Samsung Intros Enterprise Solid-State Drives12:52 PM EST Tue. Jan. 06, 2009
Samsung Electronics on Tuesday unveiled its first enterprise-class solid-state drive aimed specifically at high-performance applications.
The new drive, unveiled at the Storage Visions Conference in Las Vegas, offers 100-GB capacity and about ten times the performance of standard 15,000-rpm drives, the company said.
Samsung grows an ever-longer list of storage vendors hoping to make solid-state drive technology ubiquitous this year.
The new SS805 2.5-inch form factor drive reads data sequentially at 230 MB per second and writes sequentially at 180 MB per second. It features an 8-channel controller, improved NAND flash and new drive firmware, all of which were developed by Samsung. The drive also includes technology to allow all data in the process of being stored within the SSD to be preserved in the event of a power outage.
The new drive uses 1.9 watts of power in active mode and 0.6 watts in idle mode, compared to between 8 watts and 15 watts in the active mode and 1 to 2 watts in idle mode for traditional 15,000-rpm drives, Samsung said.
The SS805 drive features single-level cell (SLC) memory technology, in which one bit of data occupies one cell of the flash memory, making it optimized for performance and data reliability. Some drives in the market feature multilevel cell (MLC) technology, in which four bits of data occupy one cell of the flash memory for greater capacity.
Solid-state drives have been around for years, but steadily falling prices should soon make the technology more attractive to customers, said Dave Cerniglia, president of Consiliant Technologies, an Irvine, Calif.-based solution provider and Hitachi Data Systems partner.

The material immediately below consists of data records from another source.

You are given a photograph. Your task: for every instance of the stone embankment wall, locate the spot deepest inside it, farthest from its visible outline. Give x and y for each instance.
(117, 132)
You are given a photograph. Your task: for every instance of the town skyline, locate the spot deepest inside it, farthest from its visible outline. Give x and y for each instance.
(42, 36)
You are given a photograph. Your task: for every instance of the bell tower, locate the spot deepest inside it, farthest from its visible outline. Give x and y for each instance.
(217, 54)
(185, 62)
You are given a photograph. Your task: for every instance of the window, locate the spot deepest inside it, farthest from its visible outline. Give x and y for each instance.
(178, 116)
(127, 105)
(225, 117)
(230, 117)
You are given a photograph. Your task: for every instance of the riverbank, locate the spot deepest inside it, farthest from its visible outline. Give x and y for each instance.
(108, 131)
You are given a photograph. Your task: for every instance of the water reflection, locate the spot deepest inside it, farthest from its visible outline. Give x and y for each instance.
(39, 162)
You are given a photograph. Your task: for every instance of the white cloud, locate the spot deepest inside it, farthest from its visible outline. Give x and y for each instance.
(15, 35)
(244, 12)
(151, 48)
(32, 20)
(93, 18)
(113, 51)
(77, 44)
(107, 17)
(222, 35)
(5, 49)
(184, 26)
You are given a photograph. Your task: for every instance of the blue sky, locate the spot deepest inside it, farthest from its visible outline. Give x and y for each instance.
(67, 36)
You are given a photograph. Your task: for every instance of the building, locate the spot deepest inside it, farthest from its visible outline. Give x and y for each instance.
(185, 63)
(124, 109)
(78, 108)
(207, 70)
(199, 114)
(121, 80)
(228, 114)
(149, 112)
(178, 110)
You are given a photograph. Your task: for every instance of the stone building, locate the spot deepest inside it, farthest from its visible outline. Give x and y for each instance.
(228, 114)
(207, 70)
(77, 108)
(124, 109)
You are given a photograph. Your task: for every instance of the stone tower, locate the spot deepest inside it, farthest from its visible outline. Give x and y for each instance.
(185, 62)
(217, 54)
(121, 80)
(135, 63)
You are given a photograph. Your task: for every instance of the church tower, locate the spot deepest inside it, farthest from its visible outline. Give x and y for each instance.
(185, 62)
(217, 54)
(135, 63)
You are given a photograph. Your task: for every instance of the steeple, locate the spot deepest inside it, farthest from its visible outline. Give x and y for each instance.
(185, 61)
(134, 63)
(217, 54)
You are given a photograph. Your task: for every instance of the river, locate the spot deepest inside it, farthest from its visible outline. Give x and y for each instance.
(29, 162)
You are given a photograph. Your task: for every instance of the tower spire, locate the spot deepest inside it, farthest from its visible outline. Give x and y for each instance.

Certain customers with multiple high-end storage arrays from vendors such as EMC and HDS may have already started using solid-state drives, but for most accounts, the drives have been too pricey, Cerniglia said.
"As we see it pushed to market by more vendors, we will see more customers use them," he said. "But for now, though, they're too expensive."
They are also still not available for many solution providers, Cerniglia said. For instance, his main storage vendor, HDS, is expected to start offering solid-state drives this month. "You can't really push something not yet in your bag of tricks," he said.
The other big question with the technology is whether customers are ready or not, Cerniglia said.
"There are new technologies, and there are people who can push them," he said. "But you also have to have a need for it. Today, a lot of customers out there are satisfied with 2-Gbit-per-second Fibre Channel, but everyone is pushing 8-Gbit-per-second. But do most customers need it? No."
The new 100-GB solid-state drives are expected to ship this quarter, Samsung said.
There has been a flurry of activity in the past year as storage vendors start looking seriously at the potential of solid-state drives in the enterprise market.
Hitachi GST and Intel said in December that they have agreed to jointly develop enterprise-class solid-state hard drives. They are collaborating to develop drives featuring SAS and Fibre Channel interfaces aimed at the enterprise data center market, and plan to have drives in OEM qualifications early next year.
Intel in October introduced a line of solid-state drives based on the SATA interface for the server, workstation and storage system market. Those 32-GB drives followed the introduction earlier last year of solid-state drives for the PC and notebook market.
Other vendors, including Seagate, Samsung, Toshiba and SanDisk, are also offering solid-state hard drives.
On the OEM side, Sun Microsystems late last year said it would begin to offer solid-state drives in its new Storage 7000 Unified Storage Systems, part of Sun's Open Storage platform under which it aims to help customers build high-performance storage products using commodity components.
Sun follows EMC, which early last year introduced solid-state drives as part of its Symmetrix array line.